VietNamNet Bridge - A secondary school in Soc Trang City has refused to enroll a student who planned to enter the sixth grade this academic year because he cannot read and write.


Trường tiểu học Lý Đạo Thành có học sinh học hết lớp 5 không biết đọc, biết viết /// ẢNH: HOÀNG VÂN

Ly Dao Thanh Primary School



Lam Son Vu, the student, has been told to return to Ly Dao Thanh Primary School, where he studied in the last five years and repeat primary education.

Vu was unable to write his mother’s name even though people around helped him spell the name.

Vu’s mother said she discovered that Vu could not read and write when he was in the fourth and fifth grades. She then asked the school’s board of management to allow Vu to repeat class, but the proposal was rejected.

“I was told that my son could get scores high enough to move up to the next grades,” she said.“They said my son just needs some private tutoring lessons and there’s nothing the matter."
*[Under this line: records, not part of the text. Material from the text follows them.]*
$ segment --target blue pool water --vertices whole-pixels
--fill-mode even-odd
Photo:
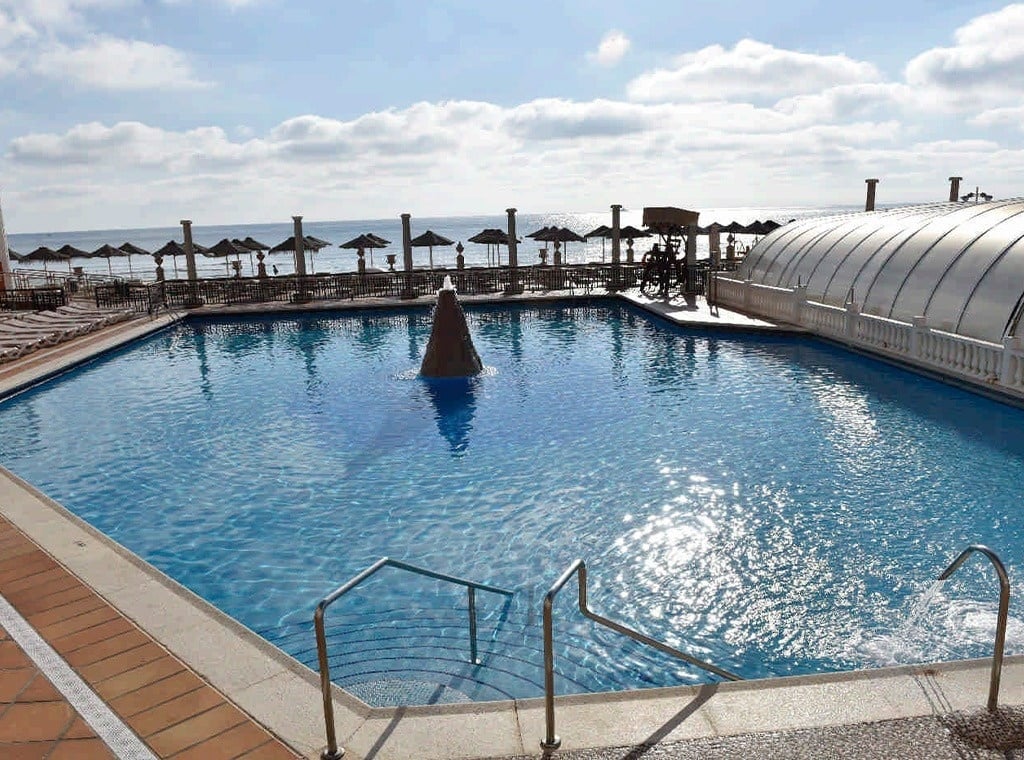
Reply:
[[[0,404],[0,464],[380,703],[542,693],[541,604],[591,605],[746,677],[991,651],[982,561],[1020,577],[1024,412],[813,339],[674,327],[619,304],[467,308],[488,372],[415,370],[425,308],[190,321]],[[556,605],[560,693],[706,680]],[[1008,651],[1024,626],[1011,607]]]

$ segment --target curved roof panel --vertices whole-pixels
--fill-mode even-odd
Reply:
[[[1024,303],[1024,199],[932,203],[790,222],[737,275],[835,306],[1000,342]]]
Ly Dao Thanh Primary School is recognized as meeting national standards.

Phan Tuyet, a renowned educator, commented on Giao Duc Viet Nam that there are many children like Vu at Vietnam’s schools, who move up to the next grade every year.

VnExpress, an online newspaper, discovered that many third graders could not read. Another local newspaper reported that some seventh graders could not do the four basic operations. 
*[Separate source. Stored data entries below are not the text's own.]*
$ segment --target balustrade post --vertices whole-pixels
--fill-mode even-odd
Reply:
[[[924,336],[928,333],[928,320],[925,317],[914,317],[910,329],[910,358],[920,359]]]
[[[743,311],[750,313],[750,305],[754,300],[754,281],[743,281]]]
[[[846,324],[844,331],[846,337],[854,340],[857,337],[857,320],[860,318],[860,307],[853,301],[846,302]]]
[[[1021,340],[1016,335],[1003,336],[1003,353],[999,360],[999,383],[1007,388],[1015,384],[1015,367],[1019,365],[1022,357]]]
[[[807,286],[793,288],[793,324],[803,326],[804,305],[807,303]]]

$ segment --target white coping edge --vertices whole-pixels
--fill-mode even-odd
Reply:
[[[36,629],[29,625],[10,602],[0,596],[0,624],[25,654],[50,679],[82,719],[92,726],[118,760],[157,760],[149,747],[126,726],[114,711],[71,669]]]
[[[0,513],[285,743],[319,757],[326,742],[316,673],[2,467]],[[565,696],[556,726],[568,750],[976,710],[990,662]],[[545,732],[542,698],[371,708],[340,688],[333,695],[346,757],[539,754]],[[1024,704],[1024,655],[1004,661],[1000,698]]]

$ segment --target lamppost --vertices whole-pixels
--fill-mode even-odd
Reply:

Inspectors in 2015 discovered that a student in Quang Tri province was regularly absent at lessons, but still received the title of good student.

Vietbao.vn reported that Nguyen Thi Vinh from Bac Giang province complained that her son, a 5th grader of Nghia Phuong Primary School, could not read and write.

Many cases of students ‘sitting in wrong classes’ were discovered in 2015, after which Deputy Minister of Education and Training Nguyen Vinh Hien in April 2015 sent dispatches to local education departments, asking to take drastic measures to stop the problem.

Tuyet said this should not be blamed on teachers’ capability, but on the title ‘national standard school’. 

In order to be recognized as meeting national standards, schools have to satisfy a lot of criteria, including the number of excellent students and students who can move up to the next grades. 

Under current regulations, if the number of repeaters at a school is higher than 2 percent of total students, the ‘national standard school’ title will berevoked.

“Therefore, students only have the right to move up to the next grades once academic years finish, but don’t have the right to repeat classes,” Tuyet said.